Jonru Ginting ditetapkan sebagai tersangka dan langsung ditahan oleh penyidik Direktorat Kriminal Khusus Polda Metro Jaya pada Jumat, 29 September 2017. Jonru dilaporkan oleh Muannas Alaidid atas tuduhan ujaran kebencian karena menulis status di Facebook yang dinilai menghujat suku, agama, dan ras tertentu.

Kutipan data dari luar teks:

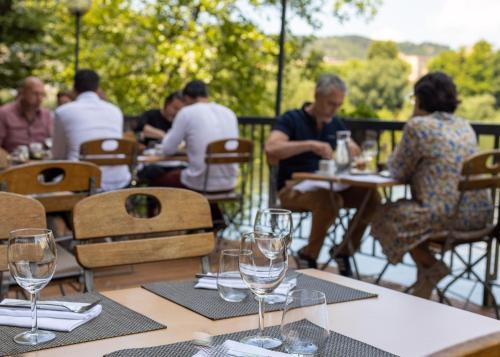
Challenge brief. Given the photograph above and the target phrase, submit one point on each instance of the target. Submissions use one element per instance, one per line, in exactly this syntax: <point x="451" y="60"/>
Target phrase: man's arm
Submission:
<point x="151" y="132"/>
<point x="171" y="142"/>
<point x="279" y="147"/>
<point x="59" y="141"/>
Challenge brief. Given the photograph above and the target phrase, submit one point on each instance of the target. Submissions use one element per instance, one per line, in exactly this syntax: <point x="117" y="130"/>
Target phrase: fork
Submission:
<point x="46" y="306"/>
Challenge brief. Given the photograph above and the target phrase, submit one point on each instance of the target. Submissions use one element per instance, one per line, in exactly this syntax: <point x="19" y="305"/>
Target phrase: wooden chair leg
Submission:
<point x="205" y="264"/>
<point x="89" y="280"/>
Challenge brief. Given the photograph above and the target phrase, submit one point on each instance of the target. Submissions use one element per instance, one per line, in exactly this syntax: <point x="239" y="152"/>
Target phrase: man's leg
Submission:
<point x="324" y="206"/>
<point x="353" y="198"/>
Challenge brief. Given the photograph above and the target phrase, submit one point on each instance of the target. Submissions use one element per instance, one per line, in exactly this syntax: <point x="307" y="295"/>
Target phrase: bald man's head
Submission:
<point x="31" y="93"/>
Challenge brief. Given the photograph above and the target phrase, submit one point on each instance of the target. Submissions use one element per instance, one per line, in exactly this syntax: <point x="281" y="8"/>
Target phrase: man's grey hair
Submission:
<point x="329" y="82"/>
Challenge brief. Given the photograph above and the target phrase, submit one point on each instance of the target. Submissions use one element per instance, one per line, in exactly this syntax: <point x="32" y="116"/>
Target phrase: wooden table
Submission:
<point x="398" y="323"/>
<point x="369" y="182"/>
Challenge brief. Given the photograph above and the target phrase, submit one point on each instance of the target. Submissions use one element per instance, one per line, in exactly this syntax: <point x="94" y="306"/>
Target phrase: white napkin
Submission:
<point x="55" y="320"/>
<point x="211" y="283"/>
<point x="314" y="185"/>
<point x="237" y="349"/>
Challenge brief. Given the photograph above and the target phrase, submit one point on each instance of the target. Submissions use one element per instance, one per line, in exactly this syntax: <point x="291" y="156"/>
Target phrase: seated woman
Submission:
<point x="429" y="158"/>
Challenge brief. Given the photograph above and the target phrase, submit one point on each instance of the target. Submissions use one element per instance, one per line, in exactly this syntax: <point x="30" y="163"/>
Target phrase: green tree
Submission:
<point x="472" y="70"/>
<point x="379" y="83"/>
<point x="383" y="50"/>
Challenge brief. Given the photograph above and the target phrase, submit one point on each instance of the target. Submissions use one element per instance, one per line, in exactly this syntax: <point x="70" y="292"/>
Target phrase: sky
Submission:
<point x="455" y="23"/>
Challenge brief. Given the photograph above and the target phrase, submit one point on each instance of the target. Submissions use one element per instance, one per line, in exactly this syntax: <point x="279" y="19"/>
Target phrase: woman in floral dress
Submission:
<point x="429" y="158"/>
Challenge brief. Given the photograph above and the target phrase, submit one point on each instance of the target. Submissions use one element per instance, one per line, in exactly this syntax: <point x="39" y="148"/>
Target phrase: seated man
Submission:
<point x="199" y="123"/>
<point x="24" y="121"/>
<point x="89" y="118"/>
<point x="154" y="123"/>
<point x="299" y="140"/>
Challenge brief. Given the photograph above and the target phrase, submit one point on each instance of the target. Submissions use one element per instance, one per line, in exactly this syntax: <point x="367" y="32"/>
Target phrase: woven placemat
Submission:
<point x="209" y="304"/>
<point x="337" y="345"/>
<point x="114" y="320"/>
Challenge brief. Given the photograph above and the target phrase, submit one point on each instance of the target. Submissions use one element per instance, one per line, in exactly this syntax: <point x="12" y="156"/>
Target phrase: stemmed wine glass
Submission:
<point x="263" y="263"/>
<point x="277" y="223"/>
<point x="31" y="255"/>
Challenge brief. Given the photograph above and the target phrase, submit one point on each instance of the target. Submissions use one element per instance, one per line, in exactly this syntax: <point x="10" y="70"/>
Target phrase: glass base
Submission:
<point x="262" y="341"/>
<point x="272" y="299"/>
<point x="302" y="349"/>
<point x="32" y="339"/>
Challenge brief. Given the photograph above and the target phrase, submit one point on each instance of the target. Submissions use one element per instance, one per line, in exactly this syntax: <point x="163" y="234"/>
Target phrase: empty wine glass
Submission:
<point x="304" y="326"/>
<point x="31" y="256"/>
<point x="274" y="222"/>
<point x="262" y="275"/>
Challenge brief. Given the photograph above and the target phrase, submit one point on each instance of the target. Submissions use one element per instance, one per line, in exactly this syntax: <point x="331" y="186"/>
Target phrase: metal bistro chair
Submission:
<point x="111" y="152"/>
<point x="111" y="235"/>
<point x="479" y="172"/>
<point x="228" y="152"/>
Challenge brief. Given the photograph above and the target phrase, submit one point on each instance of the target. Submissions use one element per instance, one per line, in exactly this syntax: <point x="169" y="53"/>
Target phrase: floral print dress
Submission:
<point x="429" y="158"/>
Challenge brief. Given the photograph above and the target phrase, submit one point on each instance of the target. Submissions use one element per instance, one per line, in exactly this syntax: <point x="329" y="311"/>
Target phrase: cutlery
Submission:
<point x="52" y="305"/>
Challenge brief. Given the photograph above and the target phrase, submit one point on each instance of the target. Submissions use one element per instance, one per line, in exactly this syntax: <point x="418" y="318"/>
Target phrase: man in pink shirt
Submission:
<point x="24" y="121"/>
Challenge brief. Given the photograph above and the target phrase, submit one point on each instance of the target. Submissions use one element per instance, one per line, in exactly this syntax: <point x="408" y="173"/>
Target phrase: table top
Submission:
<point x="363" y="180"/>
<point x="149" y="159"/>
<point x="395" y="322"/>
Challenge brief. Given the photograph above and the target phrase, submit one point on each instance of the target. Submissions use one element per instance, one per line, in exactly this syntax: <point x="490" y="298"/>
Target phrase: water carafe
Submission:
<point x="342" y="153"/>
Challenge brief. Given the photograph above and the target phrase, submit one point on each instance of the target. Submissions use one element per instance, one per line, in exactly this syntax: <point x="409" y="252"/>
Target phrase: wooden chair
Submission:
<point x="111" y="152"/>
<point x="484" y="346"/>
<point x="181" y="229"/>
<point x="480" y="172"/>
<point x="228" y="152"/>
<point x="18" y="211"/>
<point x="71" y="181"/>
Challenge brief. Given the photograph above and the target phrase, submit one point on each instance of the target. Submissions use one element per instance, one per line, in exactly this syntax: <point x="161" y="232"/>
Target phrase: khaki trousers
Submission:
<point x="324" y="206"/>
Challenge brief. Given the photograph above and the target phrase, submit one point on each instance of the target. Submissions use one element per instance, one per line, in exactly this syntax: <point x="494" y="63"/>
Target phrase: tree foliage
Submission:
<point x="475" y="71"/>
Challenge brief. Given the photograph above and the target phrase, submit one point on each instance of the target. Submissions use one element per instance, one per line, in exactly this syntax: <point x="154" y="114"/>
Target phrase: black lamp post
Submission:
<point x="78" y="8"/>
<point x="281" y="60"/>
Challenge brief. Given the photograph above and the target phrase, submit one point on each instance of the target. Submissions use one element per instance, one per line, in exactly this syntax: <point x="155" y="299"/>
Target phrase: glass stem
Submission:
<point x="261" y="315"/>
<point x="34" y="320"/>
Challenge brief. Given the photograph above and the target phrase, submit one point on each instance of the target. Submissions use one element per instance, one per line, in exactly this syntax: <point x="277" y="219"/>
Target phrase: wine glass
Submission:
<point x="369" y="152"/>
<point x="31" y="255"/>
<point x="274" y="222"/>
<point x="262" y="275"/>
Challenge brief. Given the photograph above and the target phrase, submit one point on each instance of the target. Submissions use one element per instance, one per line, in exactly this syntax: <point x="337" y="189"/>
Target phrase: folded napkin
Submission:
<point x="237" y="349"/>
<point x="211" y="283"/>
<point x="55" y="320"/>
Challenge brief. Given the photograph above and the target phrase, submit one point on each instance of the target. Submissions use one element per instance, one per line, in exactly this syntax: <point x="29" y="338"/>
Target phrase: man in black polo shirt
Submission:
<point x="154" y="123"/>
<point x="299" y="140"/>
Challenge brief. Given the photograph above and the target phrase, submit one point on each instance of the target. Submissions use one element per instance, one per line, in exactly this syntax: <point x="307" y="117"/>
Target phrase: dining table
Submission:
<point x="395" y="322"/>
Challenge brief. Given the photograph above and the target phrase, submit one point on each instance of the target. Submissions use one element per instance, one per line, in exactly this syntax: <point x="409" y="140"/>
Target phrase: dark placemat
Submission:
<point x="209" y="304"/>
<point x="337" y="345"/>
<point x="115" y="320"/>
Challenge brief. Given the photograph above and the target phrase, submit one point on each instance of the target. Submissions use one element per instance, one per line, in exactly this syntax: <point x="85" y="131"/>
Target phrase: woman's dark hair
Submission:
<point x="171" y="97"/>
<point x="195" y="89"/>
<point x="86" y="80"/>
<point x="436" y="92"/>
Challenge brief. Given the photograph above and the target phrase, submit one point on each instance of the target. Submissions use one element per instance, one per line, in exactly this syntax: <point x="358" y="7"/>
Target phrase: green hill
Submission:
<point x="349" y="47"/>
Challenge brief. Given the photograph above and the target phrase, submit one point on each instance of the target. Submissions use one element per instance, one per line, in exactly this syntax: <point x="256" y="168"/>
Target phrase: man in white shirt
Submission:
<point x="199" y="123"/>
<point x="89" y="118"/>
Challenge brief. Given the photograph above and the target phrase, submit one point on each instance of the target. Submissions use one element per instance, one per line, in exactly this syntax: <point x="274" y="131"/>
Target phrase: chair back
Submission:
<point x="58" y="185"/>
<point x="484" y="346"/>
<point x="16" y="212"/>
<point x="180" y="228"/>
<point x="110" y="152"/>
<point x="226" y="152"/>
<point x="481" y="171"/>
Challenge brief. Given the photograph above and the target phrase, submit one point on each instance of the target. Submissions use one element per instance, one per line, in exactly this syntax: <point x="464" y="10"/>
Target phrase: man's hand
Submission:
<point x="322" y="149"/>
<point x="354" y="148"/>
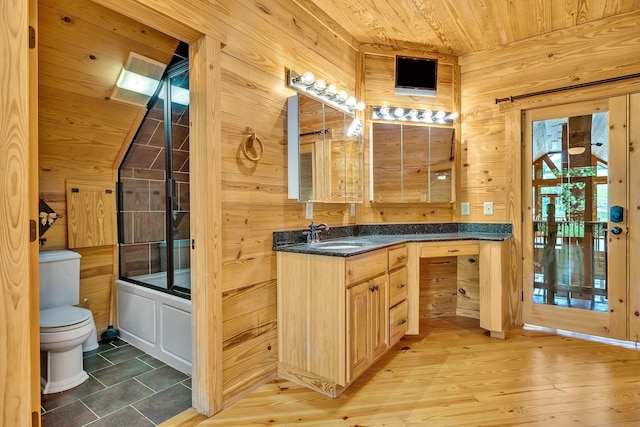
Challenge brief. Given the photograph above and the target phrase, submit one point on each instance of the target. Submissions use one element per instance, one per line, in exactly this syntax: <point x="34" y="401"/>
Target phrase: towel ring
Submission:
<point x="249" y="143"/>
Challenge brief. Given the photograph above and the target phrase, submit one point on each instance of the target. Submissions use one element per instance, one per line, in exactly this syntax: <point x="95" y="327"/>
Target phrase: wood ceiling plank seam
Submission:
<point x="622" y="24"/>
<point x="564" y="13"/>
<point x="293" y="54"/>
<point x="590" y="10"/>
<point x="429" y="13"/>
<point x="362" y="23"/>
<point x="85" y="35"/>
<point x="482" y="11"/>
<point x="113" y="22"/>
<point x="419" y="32"/>
<point x="285" y="21"/>
<point x="324" y="19"/>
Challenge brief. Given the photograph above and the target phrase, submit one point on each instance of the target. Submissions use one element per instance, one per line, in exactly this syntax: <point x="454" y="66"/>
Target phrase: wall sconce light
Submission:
<point x="138" y="80"/>
<point x="355" y="128"/>
<point x="574" y="151"/>
<point x="413" y="115"/>
<point x="323" y="92"/>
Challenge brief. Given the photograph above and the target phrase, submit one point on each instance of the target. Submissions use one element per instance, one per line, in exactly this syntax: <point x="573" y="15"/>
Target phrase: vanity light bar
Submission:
<point x="323" y="92"/>
<point x="413" y="115"/>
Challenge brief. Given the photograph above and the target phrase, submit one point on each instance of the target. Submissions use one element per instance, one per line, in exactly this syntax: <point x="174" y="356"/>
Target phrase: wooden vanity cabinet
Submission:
<point x="333" y="317"/>
<point x="367" y="325"/>
<point x="398" y="287"/>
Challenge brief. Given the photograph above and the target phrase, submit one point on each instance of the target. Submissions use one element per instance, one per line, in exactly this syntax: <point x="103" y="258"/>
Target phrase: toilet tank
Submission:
<point x="59" y="278"/>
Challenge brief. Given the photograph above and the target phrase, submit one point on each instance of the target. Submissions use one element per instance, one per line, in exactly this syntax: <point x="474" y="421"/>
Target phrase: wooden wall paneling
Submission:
<point x="438" y="290"/>
<point x="249" y="336"/>
<point x="633" y="220"/>
<point x="468" y="274"/>
<point x="16" y="317"/>
<point x="91" y="213"/>
<point x="96" y="282"/>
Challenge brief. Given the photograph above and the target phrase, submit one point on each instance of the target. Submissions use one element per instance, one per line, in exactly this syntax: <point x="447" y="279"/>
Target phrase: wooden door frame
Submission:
<point x="613" y="323"/>
<point x="205" y="44"/>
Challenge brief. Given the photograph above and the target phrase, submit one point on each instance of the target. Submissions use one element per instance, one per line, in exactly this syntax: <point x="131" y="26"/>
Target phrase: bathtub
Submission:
<point x="156" y="322"/>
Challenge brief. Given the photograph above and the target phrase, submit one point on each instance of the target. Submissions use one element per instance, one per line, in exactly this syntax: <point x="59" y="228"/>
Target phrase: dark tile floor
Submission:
<point x="125" y="387"/>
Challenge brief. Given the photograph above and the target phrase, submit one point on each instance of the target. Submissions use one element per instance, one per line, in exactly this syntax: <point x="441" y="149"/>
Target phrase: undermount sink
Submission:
<point x="340" y="245"/>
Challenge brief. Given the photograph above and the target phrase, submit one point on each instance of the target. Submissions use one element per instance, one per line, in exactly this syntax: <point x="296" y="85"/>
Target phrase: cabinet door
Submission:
<point x="358" y="352"/>
<point x="379" y="323"/>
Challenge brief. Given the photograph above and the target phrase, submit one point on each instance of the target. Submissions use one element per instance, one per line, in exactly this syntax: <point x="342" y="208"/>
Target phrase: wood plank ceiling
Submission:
<point x="81" y="49"/>
<point x="459" y="27"/>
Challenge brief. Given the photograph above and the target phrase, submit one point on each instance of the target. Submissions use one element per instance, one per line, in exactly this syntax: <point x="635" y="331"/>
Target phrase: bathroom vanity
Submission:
<point x="344" y="302"/>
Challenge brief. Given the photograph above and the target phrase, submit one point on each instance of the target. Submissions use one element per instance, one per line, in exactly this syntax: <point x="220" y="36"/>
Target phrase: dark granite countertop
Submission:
<point x="354" y="240"/>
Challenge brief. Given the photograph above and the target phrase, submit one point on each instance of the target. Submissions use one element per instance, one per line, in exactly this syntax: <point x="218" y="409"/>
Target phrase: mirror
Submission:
<point x="325" y="161"/>
<point x="412" y="163"/>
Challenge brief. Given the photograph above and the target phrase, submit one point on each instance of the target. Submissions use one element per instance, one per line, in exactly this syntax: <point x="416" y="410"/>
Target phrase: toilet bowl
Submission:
<point x="65" y="329"/>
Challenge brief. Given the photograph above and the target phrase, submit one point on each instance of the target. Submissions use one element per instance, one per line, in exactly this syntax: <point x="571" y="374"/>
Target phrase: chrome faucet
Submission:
<point x="313" y="233"/>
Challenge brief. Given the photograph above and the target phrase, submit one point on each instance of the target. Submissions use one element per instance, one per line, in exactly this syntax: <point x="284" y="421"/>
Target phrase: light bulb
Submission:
<point x="320" y="85"/>
<point x="307" y="78"/>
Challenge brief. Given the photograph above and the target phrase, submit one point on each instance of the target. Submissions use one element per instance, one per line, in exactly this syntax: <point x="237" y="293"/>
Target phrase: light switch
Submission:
<point x="464" y="208"/>
<point x="488" y="208"/>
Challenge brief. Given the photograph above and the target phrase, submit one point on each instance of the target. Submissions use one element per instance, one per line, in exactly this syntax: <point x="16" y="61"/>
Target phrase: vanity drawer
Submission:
<point x="454" y="248"/>
<point x="398" y="322"/>
<point x="365" y="266"/>
<point x="397" y="257"/>
<point x="397" y="286"/>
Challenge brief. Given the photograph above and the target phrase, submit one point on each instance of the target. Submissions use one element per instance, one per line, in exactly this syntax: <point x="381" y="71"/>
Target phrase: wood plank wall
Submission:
<point x="259" y="42"/>
<point x="491" y="133"/>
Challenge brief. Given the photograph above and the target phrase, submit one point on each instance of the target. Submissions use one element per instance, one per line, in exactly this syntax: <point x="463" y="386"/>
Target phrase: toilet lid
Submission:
<point x="66" y="316"/>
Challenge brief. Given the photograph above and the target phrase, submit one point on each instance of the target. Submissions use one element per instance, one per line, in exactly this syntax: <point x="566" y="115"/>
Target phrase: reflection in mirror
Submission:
<point x="325" y="163"/>
<point x="412" y="163"/>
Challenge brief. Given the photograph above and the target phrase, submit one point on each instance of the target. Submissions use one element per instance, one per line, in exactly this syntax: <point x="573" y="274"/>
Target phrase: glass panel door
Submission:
<point x="568" y="160"/>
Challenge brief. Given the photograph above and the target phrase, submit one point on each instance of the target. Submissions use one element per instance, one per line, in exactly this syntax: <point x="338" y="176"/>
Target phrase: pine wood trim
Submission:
<point x="16" y="141"/>
<point x="206" y="224"/>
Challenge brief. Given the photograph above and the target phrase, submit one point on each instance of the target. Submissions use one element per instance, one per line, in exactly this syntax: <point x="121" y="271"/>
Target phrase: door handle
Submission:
<point x="616" y="230"/>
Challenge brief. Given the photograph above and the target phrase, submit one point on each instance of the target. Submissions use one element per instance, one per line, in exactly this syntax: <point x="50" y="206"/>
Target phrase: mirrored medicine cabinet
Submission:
<point x="412" y="163"/>
<point x="325" y="162"/>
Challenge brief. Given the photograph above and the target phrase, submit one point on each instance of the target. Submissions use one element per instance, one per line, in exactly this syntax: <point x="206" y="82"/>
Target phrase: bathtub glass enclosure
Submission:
<point x="154" y="192"/>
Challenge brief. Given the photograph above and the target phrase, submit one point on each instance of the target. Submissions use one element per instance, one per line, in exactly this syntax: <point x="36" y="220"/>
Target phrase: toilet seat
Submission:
<point x="66" y="318"/>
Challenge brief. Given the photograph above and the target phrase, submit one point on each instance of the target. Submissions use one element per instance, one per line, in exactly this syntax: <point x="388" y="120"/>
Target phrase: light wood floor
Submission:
<point x="454" y="374"/>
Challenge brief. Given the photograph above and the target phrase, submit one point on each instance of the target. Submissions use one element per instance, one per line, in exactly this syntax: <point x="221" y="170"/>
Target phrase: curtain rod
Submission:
<point x="560" y="89"/>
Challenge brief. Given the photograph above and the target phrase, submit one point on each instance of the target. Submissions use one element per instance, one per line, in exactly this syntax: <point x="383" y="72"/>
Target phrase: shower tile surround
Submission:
<point x="454" y="231"/>
<point x="143" y="194"/>
<point x="125" y="387"/>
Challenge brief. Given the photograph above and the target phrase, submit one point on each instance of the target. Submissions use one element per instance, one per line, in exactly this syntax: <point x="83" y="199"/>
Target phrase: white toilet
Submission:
<point x="65" y="331"/>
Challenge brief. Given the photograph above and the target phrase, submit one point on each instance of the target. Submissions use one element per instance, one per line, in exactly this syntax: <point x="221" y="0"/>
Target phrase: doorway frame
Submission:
<point x="611" y="324"/>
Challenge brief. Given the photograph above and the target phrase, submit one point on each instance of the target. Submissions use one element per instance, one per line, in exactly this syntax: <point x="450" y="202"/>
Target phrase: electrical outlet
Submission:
<point x="464" y="208"/>
<point x="488" y="208"/>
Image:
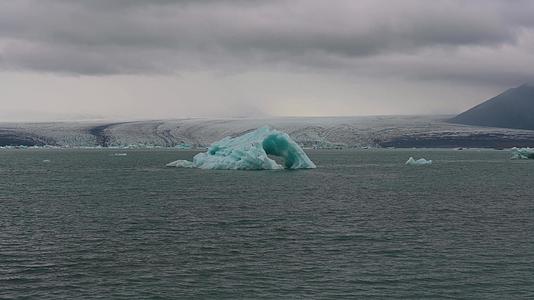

Atas perbuatannya, polisi menjerat Jonru Ginting dengan Pasal 28 Ayat 2 juncto Pasal 28 Ayat 2 Juncto Pasal 45 Ayat 2 Undang-Undang Nomor 19 Tahun 2016 tentang Perubahan UU RI Nomor 11 Tahun 2008 tentang Informatika dan Transaksi Elektronik (ITE) dengan ancaman hukuman di atas lima tahun penjara
Jonru Ginting juga diduga melanggar UU Nomor 40 tahun 2008 tentang Penghapusan Diskriminasi Ras dan Etnis dengan hukuman maksimal 5 tahun penjara. Selain itu, karena dianggap telah melakukan perbuatan tercela itu secara berulang, Jonru juga dijerat dengan Pasal Pasal 156 KUHP tentang Penghinaan Terhadap Suatu Golongan Tertentu dengan ancaman maksimal lima tahun penjara.